Hiking the Bosque Eterno de los Ninos (Children's Eternal Rain Forest) in Monte Verde, I understood just how our children value this fragile biosphere we hold in trust for them. The Forest, comprised of multiple parcels in the mountains surrounding the Monte Verde and Santa Elena national park reserves, is a huge tract of land preserved by the donations of children around the world to save the rain forest. It is a gift back from the children of the world, and demonstrates their commitment to a sustainable world.
Before hiking the preserve, I sat mesmerized at the Monte Verde hummingbird garden, enchanted by more than a dozen species of hummingbirds flashing iridescent purple,mgreen, red, and gold in the morning sun and misty rain.
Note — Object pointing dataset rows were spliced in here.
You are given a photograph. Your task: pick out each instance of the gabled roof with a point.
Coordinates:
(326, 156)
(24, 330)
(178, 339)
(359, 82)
The Garden is sponsored by a collective of local coffee farmers, whose mission is to teach about sustainable, living wage direct trade coffee production. ("Fair trade", it turns out, is in reality simply a price floor "insurance" program intended to prevent farmers' price for coffee from falling too low.)
In contrast to the park preserves, Bosque Eterno de los Ninos is a private, primitive, not promoted, and hence lightly visited preserve. The trails cover a wide spread of elevations and hence a variety of ecosystems, and provide a wonderful venue for seeing birds and animals which shy away from the much more heavily visited park trails.
Children of the world, thank you!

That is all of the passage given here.